Aksi tersebut bertepatan dengan Hari Tani Nasional yang jatuh setiap 24 September, dengan tema tahun ini "Pembaruan Agraria dan Kedaulatan Pangan untuk Kemandirian Bangsa."

Pertumbuhan pesat sektor industri dan perdagangan, secara tidak langsung ikut menyumbang terjadinya penyusutan lahan pertanian di Indonesia, ditandai dengan berkurangnya jumlah rumah tangga petani dari 31 juta menjadi 26 juta pada 2013, atau menyusut sekitar 16 persen atau 5 juta keluarga petani dalam sepuluh tahun terakhir.

Ketua Serikat Petani Indonesia (SPI) Jawa Timur, Syaiful Zuhri mengatakan, provinsi Jawa Timur sebagai salah satu daerah lumbung padi nasional juga mengalami penyusutan lahan pertanian, akibat alih fungsi lahan ke sektor industri dan perumahan.

“Rata-rata 1,1 juta hektar lahan pertanian yang irigasi, itu berubah fungsi semua. Ada sekitar, catatan BPS (Badan Pusat Statistik) 2013 itu, ada sekitar 1.500-an hektar itu sudah alih fungsi, sekatang menjadi perumahan, jadi jalan raya, jadi bangunan-bangunan itu. Ini harus mencetak lahan baru untuk tanaman pangan, agar kita tidak impor," ujarnya.

Syaiful menambahkan, selain alih fungsi lahan, persoalan penyusutan lahan pertanian di Jawa Timur juga disumbang oleh tidak tergarapnya lahan yang berada dalam tanggungjawab pengelolaan pihak perkebunan.

“Faktanya banyak tanah-tanah di Jawa Timur itu terlantar tidak dikelola. Banyak tanah-tanah Perhutani yang hari ini hamparan bukit itu tidak dikelola. Banyak perkebunan-perkebunan swasta atau BUMN (pemerintah), yang itu terlantar tanahnya. Daripada terlantar mending dikerjakan oleh petani," ujarnya.

Ketua Aliansi Petani Indonesia (API) Jawa Timur, Sugiono mengatakan dukungan pemerintah terhadap sektor pertanian hingga kini dirasa sangat kurang, sehingga perekonomian keluarga petani selalu dibawah standar minimal penghasilan rata-rata masyarakat Indonesia.

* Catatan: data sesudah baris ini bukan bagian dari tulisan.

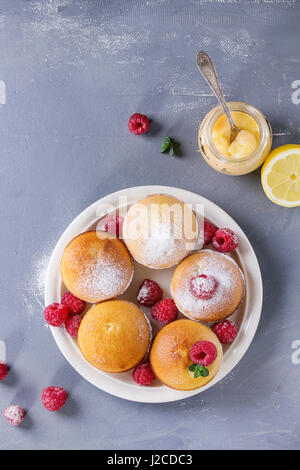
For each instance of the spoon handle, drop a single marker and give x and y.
(207, 68)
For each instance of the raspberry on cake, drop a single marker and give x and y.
(170, 354)
(14, 414)
(209, 231)
(3, 370)
(74, 304)
(56, 314)
(225, 330)
(227, 292)
(225, 240)
(143, 374)
(72, 325)
(165, 311)
(203, 286)
(54, 398)
(149, 293)
(138, 124)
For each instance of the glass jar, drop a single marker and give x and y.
(234, 165)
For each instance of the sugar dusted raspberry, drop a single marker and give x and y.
(74, 304)
(72, 325)
(203, 352)
(3, 370)
(165, 311)
(56, 314)
(225, 330)
(203, 286)
(143, 374)
(114, 224)
(14, 415)
(138, 124)
(149, 293)
(225, 240)
(209, 231)
(54, 398)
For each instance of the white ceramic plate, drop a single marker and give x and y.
(247, 317)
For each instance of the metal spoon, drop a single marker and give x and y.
(207, 68)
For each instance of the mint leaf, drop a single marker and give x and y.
(168, 145)
(197, 372)
(204, 371)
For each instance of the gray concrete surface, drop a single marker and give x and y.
(74, 71)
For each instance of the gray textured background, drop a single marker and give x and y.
(75, 71)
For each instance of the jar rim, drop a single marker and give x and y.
(246, 108)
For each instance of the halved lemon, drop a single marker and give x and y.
(280, 176)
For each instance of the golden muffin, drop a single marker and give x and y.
(159, 231)
(96, 266)
(114, 336)
(170, 354)
(228, 291)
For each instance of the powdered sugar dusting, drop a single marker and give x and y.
(103, 278)
(161, 243)
(227, 283)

Sementara itu, tambahnya, konflik lahan antara petani pengolah lahan dengan pemerintah maupun swasta, menjadi salah satu penyebab enggannya petani untuk tetap bertahan di sektor pertanian tanaman pangan. Masyarakat petani yang kurang sejahtera seringkali dikriminalisasikan, akibat konflik yang ditimbulkan oleh perebutan hak pengolahan lahan, ujarnya.

"Kita lihat saja, di mana disitu ada perkebunan, disitu ada Perhutani, kebanyakan rakyat-rakyatnya masih miskin, pendidikannya masih rendah, jaminan kesehatannya juga kualitas kesehatannya masih rendah. Itu membuktikan bahwa persoalan tanah yang dikuasai oleh perusahaan-perusahaan, perkebunan-perkebunan baik swasta maupun BUMN, itu belum menyejahterakan rakyat. Maka saya menuntut, solusi kedepan diwujudkannya reformasi agraria," katanya.

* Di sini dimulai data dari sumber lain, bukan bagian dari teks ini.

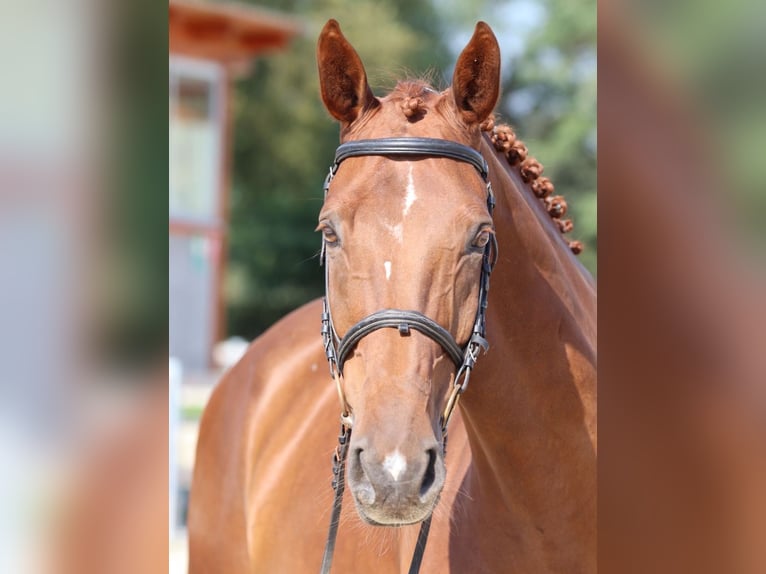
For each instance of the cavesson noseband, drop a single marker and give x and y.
(337, 349)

Menurut Ubed, selaku Koordinator Konsorsium Pembaruan Agraria (KPA) Jawa Timur, sejauh ini petani yang memanfaatkan lahan, selalu berupaya menjaga serta melestarikan hutan maupun perkebunan yang dijadikan lahan pertanian. Hal itu menjadi harapan petani untuk memperoleh manfaat secara ekonomi, meski terkendala persoalan penyusutan lahan, uajarnya.

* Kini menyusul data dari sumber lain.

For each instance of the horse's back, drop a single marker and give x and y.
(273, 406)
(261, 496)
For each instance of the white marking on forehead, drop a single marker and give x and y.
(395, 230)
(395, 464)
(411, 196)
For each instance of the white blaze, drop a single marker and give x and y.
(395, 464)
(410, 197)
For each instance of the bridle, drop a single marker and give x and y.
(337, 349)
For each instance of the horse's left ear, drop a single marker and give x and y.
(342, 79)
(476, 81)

“Sekarang ini dikelola, ditanami berbagai macam bentuk tanaman, ada yang model, konsep untuk petani di pinggir hutan, ada wana tani, ada konsep agroforestri, dan itu bagus untuk meningkatkan kesejahteraan bagi petani, meskipun ini masih dalam wilayah konflik, tapi toh petani masih bisa melakukan kerja-kerja di bidang pertanian meski tidak ada inisiatif penyelesaian konflik dari pemerintah. Konsep pertanian yang dilaksanakan itu juga konsep yang arif terhadap lingkungan sekitar, untuk menjaga kelangsungan hidup ekosistem yang ada, konservasi itu dilakukan, sumber-sumber mata air dijaga, semacam itu," ujar Ubed.

Sugiono meminta kepastian dari pemerintahan baru Joko Widodo-Jusuf Kalla, yang menjanjikan penambahan lahan pertanian sebanyak 9 juta hektar. Sugiono meminta pemenuhan janji Presiden terpilih Joko Widodo untuk lahan yang dijanjikan, termasuk lahan yang sedang menjadi sengketa antara petani dengan pihak perkebunan.

“Janji Jokowi 9 juta hektar itu yang akan dibagikan ke petani itu, kami menuntut bahwa tanah-tanah itu adalah tanah yang selama ini kami perjuangkan. Maka sebelum Jokowi menjanjikan tanah 9 juta hektar itu, pastikan tanah tersebut adalah termasuk tanah yang kami perjuangkan selama ini," ujarnya.